Aus dem Nebenraum kam ein plätscherndes Geräusch. Er packte neben das Bett und holte den Wecker zum Vorschein. Obwohl er es eigentlich schon wusste, musste er es nochmals kontrollieren: auch das war nicht seiner. Dann schaute er auf die Uhrzeit. 07:15. Mist! Er kam zu spät zur Schule! Hastig stand er aus dem Bett auf und bekam eine Gänsehaut, es war wirklich kalt. Etwas hilflos schaute er sich um, dann wurde ihm bewusst, dass die Schule wohl gerade sein geringstes Problem darstellte.

Im Raum befand sich noch eine zweite Tür. Zu seiner Verwunderung ging sie problemlos auf. Er steckte seinen Kopf heraus, und es offenbarte sich ihm ein nach beiden Seiten langer Gang, mit Türen in regelmäßigen Abständen auf beiden Seiten. Langsam schloss er die Tür wieder, und dachte nach. Dies musste eindeutig ein Hotelzimmer sein.

Telefon! Sofort ging er zu seinem Bett, ergriff den Hörer auf seinem Nachttisch und wählte die Nummer von seinem Zuhause. Nummer nicht vergeben. Von seinem Freund. Nummer nicht vergeben. 112. Nummer nicht vergeben. WAS war hier los!?
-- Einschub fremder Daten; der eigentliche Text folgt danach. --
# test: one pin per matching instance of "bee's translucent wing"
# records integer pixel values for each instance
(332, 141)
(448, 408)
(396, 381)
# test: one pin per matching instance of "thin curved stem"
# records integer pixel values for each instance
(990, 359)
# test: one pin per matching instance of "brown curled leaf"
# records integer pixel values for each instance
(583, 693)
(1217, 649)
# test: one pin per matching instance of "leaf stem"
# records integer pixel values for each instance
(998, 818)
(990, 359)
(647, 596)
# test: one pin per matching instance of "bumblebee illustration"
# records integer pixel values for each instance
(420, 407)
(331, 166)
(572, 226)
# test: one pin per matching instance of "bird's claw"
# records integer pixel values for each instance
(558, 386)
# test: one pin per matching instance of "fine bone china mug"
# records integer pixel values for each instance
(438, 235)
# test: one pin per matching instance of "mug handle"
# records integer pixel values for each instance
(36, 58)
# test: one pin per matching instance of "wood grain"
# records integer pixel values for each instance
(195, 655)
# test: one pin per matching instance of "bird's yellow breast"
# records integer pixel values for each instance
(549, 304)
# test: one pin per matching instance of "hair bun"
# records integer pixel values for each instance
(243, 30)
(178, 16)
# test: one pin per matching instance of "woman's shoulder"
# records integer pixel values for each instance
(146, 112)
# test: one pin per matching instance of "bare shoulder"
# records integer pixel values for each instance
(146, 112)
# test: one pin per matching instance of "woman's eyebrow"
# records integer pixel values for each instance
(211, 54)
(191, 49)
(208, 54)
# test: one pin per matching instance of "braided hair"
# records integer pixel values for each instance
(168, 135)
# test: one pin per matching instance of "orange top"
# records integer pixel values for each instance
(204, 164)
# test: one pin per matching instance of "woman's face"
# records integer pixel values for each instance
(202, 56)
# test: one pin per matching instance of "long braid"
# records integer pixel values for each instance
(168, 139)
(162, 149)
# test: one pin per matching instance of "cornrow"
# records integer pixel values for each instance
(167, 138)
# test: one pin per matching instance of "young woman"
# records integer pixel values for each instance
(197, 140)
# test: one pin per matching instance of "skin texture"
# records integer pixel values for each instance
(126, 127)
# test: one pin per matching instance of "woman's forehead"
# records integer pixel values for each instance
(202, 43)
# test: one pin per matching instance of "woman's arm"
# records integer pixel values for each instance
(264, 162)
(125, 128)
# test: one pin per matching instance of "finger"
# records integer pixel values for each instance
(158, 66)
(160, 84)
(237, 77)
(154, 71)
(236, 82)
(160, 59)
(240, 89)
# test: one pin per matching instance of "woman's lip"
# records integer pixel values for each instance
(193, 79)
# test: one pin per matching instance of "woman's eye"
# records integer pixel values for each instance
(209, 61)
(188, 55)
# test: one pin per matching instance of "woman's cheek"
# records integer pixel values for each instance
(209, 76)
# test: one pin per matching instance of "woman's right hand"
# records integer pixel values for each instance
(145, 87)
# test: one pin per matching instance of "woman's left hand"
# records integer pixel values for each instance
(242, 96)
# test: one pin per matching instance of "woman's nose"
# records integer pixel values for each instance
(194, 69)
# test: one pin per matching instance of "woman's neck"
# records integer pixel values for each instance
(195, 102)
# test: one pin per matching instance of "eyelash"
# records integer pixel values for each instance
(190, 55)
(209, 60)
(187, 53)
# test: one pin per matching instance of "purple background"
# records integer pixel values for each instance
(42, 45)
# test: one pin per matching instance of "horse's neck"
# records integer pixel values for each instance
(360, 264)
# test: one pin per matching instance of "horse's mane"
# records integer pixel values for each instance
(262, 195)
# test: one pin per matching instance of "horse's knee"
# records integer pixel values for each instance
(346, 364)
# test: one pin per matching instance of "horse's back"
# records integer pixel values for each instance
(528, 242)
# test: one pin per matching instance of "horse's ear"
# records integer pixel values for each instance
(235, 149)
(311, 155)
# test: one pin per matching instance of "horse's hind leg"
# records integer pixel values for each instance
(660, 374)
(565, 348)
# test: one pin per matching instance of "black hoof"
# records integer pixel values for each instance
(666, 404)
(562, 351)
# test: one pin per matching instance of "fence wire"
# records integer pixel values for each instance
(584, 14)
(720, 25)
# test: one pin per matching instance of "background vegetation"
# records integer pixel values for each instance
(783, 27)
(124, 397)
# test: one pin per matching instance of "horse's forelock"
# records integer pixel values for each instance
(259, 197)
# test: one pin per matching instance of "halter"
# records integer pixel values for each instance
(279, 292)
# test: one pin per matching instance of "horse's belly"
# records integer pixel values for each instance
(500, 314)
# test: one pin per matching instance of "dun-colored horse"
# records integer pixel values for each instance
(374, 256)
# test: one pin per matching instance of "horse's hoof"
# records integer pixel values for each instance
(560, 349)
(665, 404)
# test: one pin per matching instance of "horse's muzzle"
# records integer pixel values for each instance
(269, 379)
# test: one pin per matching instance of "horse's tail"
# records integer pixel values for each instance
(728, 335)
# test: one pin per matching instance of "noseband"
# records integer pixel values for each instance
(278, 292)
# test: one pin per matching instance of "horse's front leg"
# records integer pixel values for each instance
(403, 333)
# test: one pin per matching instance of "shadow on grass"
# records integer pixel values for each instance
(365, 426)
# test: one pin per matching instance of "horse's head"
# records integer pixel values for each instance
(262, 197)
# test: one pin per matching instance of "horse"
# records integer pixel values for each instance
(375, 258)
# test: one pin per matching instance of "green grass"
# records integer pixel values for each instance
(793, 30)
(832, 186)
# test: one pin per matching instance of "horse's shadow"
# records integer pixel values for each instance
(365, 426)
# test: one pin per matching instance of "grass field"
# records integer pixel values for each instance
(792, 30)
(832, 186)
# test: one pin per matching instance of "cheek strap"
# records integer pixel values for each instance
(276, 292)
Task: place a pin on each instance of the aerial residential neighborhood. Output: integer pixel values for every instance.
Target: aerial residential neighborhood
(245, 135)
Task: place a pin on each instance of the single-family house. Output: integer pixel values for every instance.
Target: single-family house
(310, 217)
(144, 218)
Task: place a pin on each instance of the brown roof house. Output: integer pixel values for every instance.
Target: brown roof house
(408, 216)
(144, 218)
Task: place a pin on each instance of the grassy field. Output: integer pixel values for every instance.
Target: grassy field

Er verschränkte seine Arme vor der Brust, und fühlte etwas Weiches. Verwundert schaute er hinab, und erblickte zwei unverkennbare Hügel mitten auf seinem Brustkorb. Schock Nummer Zwei. Zögerlich betastete er sie mit seinen Händen. Sie waren echt! Ihm wurde schwindelig. Mit wackeligen Beinen setzte er sich aufs Bett, fuhr sich durchs Haar und schreckte zurück, es war lang. Auch sein Gesicht schien anders zu sein, zumindest fühlte es sich so an.

Das konnte doch alles nicht wahr sein. Er kniff sich ins Handgelenk, es war kein Traum. Ein paar Minuten saß Andre einfach nur da, ohne zu wissen was er machen sollte. Das öffnen der Badezimmertür ließ ihn aufschrecken. Ein Handtuch in der Einen, ihr Nachthemd in der anderen Hand, betrat sie das Zimmer. Andre traute seinen Augen nicht, sie war nackt.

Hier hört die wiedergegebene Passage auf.